Приеду ли я навестить тебя в Риме? Ты еще спрашиваешь! Да у меня сердце замирает в предвкушении этого праздника, а поселившийся во мне от века беспардонный журналист подзуживает захватить диктофон, чтобы запечатлеть наши беседы и добавить к твоей библиографии еще одну чудесную книгу. Мне, ей-богу, досадно, что я не сделал этого в Милане. Рассказываешь ты так же ясно, светло и занимательно, как пишешь, и, по-моему, нет никакой причины, по которой стоило бы отказать широкой публике в возможности услышать твои истории. Мне же сейчас хочется ответить на тот деликатный, но все же упрек, который ты высказал мне во время нашей последней прогулки. Наслушавшись моих историй, ты мягко пожурил меня за отсутствие в них личной метафизики. Я взял паузу, чтобы поразмыслить, и убедился в том, что упрек твой совершенно справедлив. Мы шли по площади Сан-Бабила по направлению к Дуомо.
* * *
В мельчайших подробностях помню я тот день, когда осознал, для чего мне взрослеть. Это была предвещавшая воскресную праздность суббота, сразу после уроков, я учился тогда в первом классе. Зимнее солнце не грело, но очень весело светило, я шагал домой в компании однокашников, и все они наперебой рассказывали истории. Я удивлялся и досадовал, как много всего произошло у этих мальчиков, таких же маленьких, как я, прошедших тот же, в общем, что и я, путь от детского сада до школы. Сколько ни пытался, я не сумел отыскать в своем коротеньком прошлом какой-либо внятной истории, заслуживающей публичного изложения. Разумеется, с высоты сегодняшнего возраста я готов извлечь из своего раннего детства хороший такой сборник рассказов, а может, и целый роман, но тогда я этого не умел. Зато я уже умел врать. Придуманные мною на ходу приключения оказались конкурентоспособными, и я сохранил лицо, а про себя ужасно захотел поскорее стать взрослым, чтобы у меня было что рассказать. Сегодня я, пожалуй, осмелюсь предположить, что желание человека увидеть в своей жизни сюжет носит фундаментальный характер. В пользу этой теории, помимо других аргументов, настойчиво говорит мой личный опыт: не много я встречал обывателей, которые, узнав о характере моих занятий, не загорелись бы энтузиазмом изложить мне свою судьбу, дабы я сделал из нее бестселлер.

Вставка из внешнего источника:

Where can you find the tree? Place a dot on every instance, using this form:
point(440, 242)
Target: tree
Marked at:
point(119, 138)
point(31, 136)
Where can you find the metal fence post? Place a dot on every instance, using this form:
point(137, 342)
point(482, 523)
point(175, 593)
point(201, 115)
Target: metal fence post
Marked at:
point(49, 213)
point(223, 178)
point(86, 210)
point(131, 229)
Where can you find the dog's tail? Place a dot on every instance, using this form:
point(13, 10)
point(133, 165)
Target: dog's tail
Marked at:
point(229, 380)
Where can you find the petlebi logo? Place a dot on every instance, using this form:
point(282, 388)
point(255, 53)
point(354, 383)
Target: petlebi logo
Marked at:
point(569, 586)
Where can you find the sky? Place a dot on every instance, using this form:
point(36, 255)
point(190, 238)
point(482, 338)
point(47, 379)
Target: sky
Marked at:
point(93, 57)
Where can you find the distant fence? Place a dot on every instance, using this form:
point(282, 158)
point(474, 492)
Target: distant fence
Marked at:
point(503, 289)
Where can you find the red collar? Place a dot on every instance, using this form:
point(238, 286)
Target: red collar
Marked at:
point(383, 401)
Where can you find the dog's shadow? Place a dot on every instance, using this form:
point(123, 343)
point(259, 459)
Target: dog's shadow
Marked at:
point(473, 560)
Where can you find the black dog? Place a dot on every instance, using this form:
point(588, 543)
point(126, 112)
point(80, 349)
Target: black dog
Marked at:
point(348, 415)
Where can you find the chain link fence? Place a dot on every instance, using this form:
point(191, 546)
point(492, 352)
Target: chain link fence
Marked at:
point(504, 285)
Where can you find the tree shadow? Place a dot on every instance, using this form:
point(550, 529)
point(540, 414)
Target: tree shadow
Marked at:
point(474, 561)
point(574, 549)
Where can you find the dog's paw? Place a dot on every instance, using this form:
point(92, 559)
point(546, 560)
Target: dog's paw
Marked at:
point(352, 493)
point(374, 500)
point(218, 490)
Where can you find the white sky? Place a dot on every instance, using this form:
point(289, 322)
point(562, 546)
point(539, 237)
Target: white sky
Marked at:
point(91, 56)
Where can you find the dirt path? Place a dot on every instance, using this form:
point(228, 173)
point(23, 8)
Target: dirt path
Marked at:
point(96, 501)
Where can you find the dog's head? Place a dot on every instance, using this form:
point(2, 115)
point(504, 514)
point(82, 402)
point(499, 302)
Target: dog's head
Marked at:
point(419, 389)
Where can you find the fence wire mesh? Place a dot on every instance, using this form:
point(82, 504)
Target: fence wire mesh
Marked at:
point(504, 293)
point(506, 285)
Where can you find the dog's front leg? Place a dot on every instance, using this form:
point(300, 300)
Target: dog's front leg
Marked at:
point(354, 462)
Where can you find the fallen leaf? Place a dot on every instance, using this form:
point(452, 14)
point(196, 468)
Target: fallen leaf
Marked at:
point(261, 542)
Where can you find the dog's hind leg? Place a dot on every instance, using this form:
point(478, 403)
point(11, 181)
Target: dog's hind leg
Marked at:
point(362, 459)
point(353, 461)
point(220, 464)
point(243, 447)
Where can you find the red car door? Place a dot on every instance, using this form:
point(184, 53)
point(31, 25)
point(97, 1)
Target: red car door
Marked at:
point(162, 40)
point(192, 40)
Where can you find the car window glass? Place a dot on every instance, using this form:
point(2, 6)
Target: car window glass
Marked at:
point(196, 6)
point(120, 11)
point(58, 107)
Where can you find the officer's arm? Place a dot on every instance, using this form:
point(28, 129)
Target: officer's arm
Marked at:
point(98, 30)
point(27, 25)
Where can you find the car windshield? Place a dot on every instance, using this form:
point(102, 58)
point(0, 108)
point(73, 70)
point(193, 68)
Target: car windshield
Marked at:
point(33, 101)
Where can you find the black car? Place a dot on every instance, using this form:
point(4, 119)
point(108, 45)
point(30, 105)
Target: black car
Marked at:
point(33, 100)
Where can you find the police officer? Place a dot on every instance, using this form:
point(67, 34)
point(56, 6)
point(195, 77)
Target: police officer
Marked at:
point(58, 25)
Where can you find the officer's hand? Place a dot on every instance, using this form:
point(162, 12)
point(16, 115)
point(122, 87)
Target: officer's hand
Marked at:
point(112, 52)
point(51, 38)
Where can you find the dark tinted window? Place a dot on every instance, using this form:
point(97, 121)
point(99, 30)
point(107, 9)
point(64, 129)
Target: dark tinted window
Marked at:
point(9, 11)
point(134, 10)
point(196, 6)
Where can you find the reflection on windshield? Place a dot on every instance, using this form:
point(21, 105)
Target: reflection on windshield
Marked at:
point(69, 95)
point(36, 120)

Мои детство-отрочество-юность пришлись на удивительное время, которое наш принц подпольного рока назвал эпохой Зазеркалья. Это было время без новостей. Криминальная хроника отсутствовала как жанр, конфликты вспыхивали исключительно за рубежом, и только в советском космосе происходила какая-то движуха. Было бы общим местом описывать сейчас ужасы и косяки советского прошлого, но, когда в 1984 году я читал по-английски запрещенную книгу с одноименным названием, мне было жутко, потому что придуманная в ней антиутопия реально бесилась за окном. Самым гнетущим было то, что империя казалась вечной, в ней ничего не менялось, и не было никакой надежды, что изменится. Но моему поколению сказочно повезло: мы были еще молоды, когда под скромным названием «перестройка» грянула революция. История перестала стоять на месте. Она завертелась и стала видимой. И я хорошо помню, как ощутил себя к ней причастным. Это было уже в Иерусалиме, я наблюдал по телевизору крушение Берлинской стены. Вместе с ней рушилась стена моей личной темницы. Не все стены, заметим, только одна. Оставшиеся три пусть будут символизировать смысл жизни.